Just as human society is changing from generation to generation — as in the evolution of modern dance music from spiritual to ragtime to Dixieland to swing to modern jazz to various forms of rock ’n’ roll to rap — human culture in general is changing just as quickly. But all of the other species, with few exceptions, are getting by in much the same way they did thousands of years ago. One might say they lead a very boring existence compared to the modern post-industrial human. 

But then there is the old adage: If it works why change it? The Amish still till their fields with horse-drawn plows, not gasoline-powered tractors. Various Native American groups still catch fish and other food items the old-fashioned way. Even some almost ultra-modern humans gather mushrooms, leeks, clams, and other food items when they are not busy being ultra-modern. Schools for educating children have been around for a thousand years of more. At first they were simply teaching basic survival skills; now schoolchildren use computers and build robots in addition to learning the three-Rs and their more advanced forms, such as algorithms and the like.

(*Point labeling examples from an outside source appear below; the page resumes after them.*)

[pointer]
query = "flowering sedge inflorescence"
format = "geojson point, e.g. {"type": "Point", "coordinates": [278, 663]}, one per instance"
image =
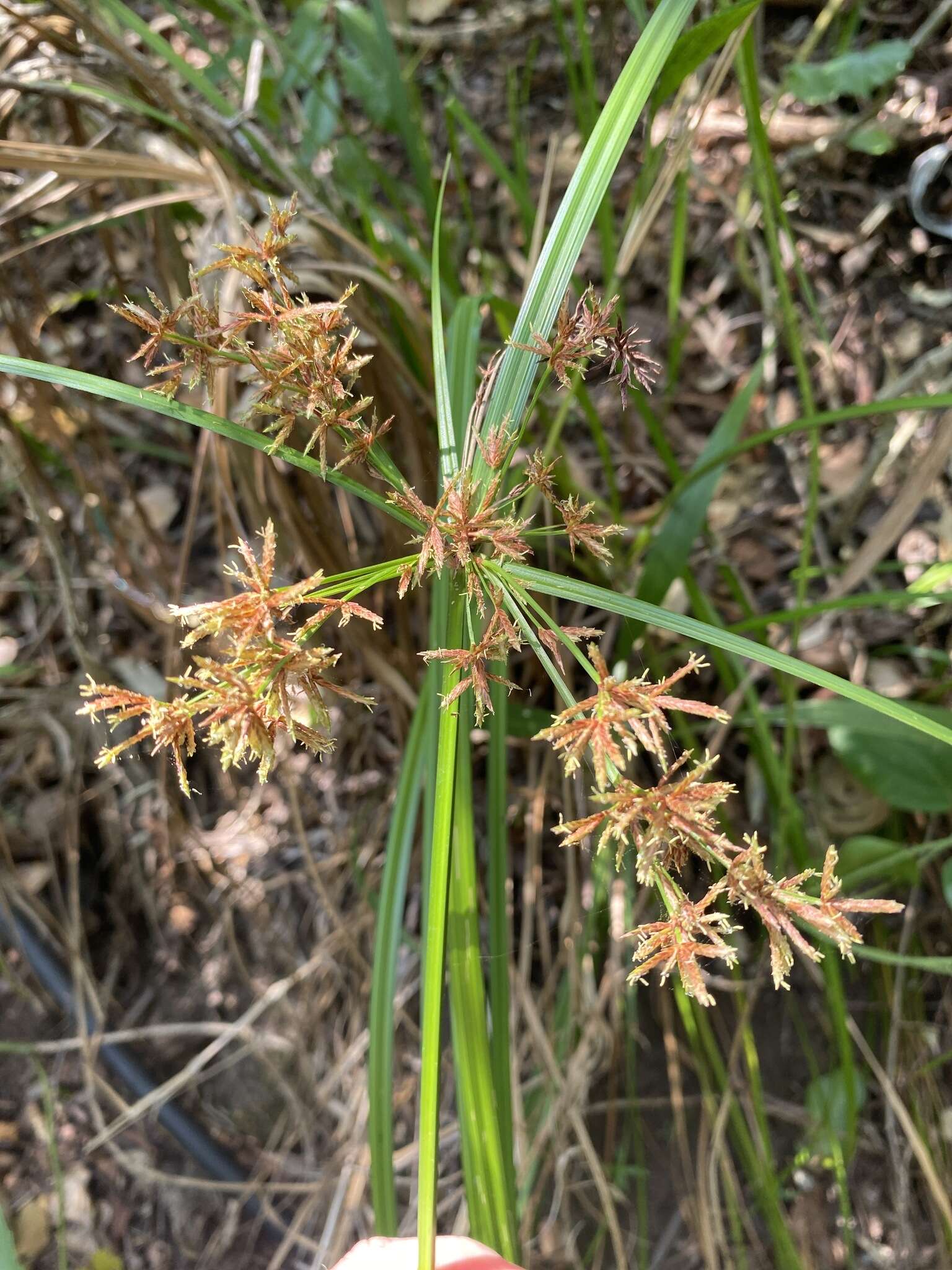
{"type": "Point", "coordinates": [242, 700]}
{"type": "Point", "coordinates": [674, 819]}
{"type": "Point", "coordinates": [306, 370]}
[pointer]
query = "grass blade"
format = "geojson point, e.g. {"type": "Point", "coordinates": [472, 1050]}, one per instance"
{"type": "Point", "coordinates": [684, 520]}
{"type": "Point", "coordinates": [565, 239]}
{"type": "Point", "coordinates": [491, 1212]}
{"type": "Point", "coordinates": [434, 946]}
{"type": "Point", "coordinates": [499, 938]}
{"type": "Point", "coordinates": [448, 453]}
{"type": "Point", "coordinates": [599, 597]}
{"type": "Point", "coordinates": [128, 395]}
{"type": "Point", "coordinates": [821, 419]}
{"type": "Point", "coordinates": [386, 945]}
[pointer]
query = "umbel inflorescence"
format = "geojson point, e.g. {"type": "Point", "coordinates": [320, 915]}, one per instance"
{"type": "Point", "coordinates": [271, 677]}
{"type": "Point", "coordinates": [673, 821]}
{"type": "Point", "coordinates": [260, 685]}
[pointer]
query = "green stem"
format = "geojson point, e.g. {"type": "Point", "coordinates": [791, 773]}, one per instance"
{"type": "Point", "coordinates": [434, 946]}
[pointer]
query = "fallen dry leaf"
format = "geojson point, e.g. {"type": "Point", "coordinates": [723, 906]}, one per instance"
{"type": "Point", "coordinates": [32, 1228]}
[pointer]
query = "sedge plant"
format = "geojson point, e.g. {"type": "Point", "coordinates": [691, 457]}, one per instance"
{"type": "Point", "coordinates": [272, 673]}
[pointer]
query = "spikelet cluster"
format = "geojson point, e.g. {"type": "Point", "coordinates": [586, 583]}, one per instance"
{"type": "Point", "coordinates": [305, 370]}
{"type": "Point", "coordinates": [265, 680]}
{"type": "Point", "coordinates": [674, 819]}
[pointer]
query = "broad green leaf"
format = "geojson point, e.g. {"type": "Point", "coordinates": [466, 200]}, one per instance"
{"type": "Point", "coordinates": [855, 74]}
{"type": "Point", "coordinates": [599, 597]}
{"type": "Point", "coordinates": [697, 45]}
{"type": "Point", "coordinates": [828, 1103]}
{"type": "Point", "coordinates": [913, 774]}
{"type": "Point", "coordinates": [127, 395]}
{"type": "Point", "coordinates": [322, 109]}
{"type": "Point", "coordinates": [306, 46]}
{"type": "Point", "coordinates": [576, 213]}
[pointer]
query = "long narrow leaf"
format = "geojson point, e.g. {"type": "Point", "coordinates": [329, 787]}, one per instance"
{"type": "Point", "coordinates": [489, 1201]}
{"type": "Point", "coordinates": [127, 395]}
{"type": "Point", "coordinates": [599, 597]}
{"type": "Point", "coordinates": [565, 239]}
{"type": "Point", "coordinates": [434, 948]}
{"type": "Point", "coordinates": [684, 520]}
{"type": "Point", "coordinates": [386, 946]}
{"type": "Point", "coordinates": [448, 453]}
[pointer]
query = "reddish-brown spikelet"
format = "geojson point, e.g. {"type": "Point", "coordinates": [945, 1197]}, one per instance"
{"type": "Point", "coordinates": [664, 824]}
{"type": "Point", "coordinates": [676, 944]}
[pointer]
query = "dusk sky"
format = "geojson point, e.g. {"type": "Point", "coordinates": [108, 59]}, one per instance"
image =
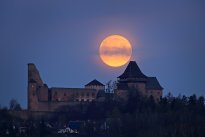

The very successful red-breasted robin, a member of the thrush family, is distributed throughout the whole of North America. Generation upon generation over the millenniums, it has changed its way of extending itself very slightly if at all. Other species fell by the wayside for one reason or another, mostly because of very large episodic happenings like comet and large meteorite collisions, extreme changes in temperature from very, very hot, to the very, very cold that created the glaciers that covered most of Eurasia and North America from time to time.

But just as there are new religious sects, new entertainment venues, new sports, new fashions, new ways of living, new modes of transportation, and an ever-growing fascination with the cosmos and inhabiting it, there are new ecological types forming, known as novel ecosystems. These have come about mainly as a result of human ecosystem changes, those that brought species from one area of the world to a new one. The examples are never-ending: jumping carp from Asia, gypsy moths from Europe, a host of invasive plants brought to North America for one reason or another by immigrants, travelers, traders, and smugglers, not to mention federal and state agencies. Among them are phragmites, Asiatic bittersweet, Japanese honeysuckle, red oak wilt, Asian longhorn beetles, pythons, European starlings, kudzu, snakehead fish, and thousands of others that have upended traditional American ecosystems.

Even without the massive interventions of man by wars, various mining operations and mass clearings of tropical forests and woodlands for agriculture, the earth’s longstanding ecosystems are changing, the glaciers are melting faster and faster, the oceans are becoming more and more acidic, the human population has increased drastically within the last 150 years, while the numbers of the majority of animal and plant species are decreasing. 

It raises the question: How many generations from now will it take for the world to become one big mishmash novel ecological system? Anyone want to hazard a guess?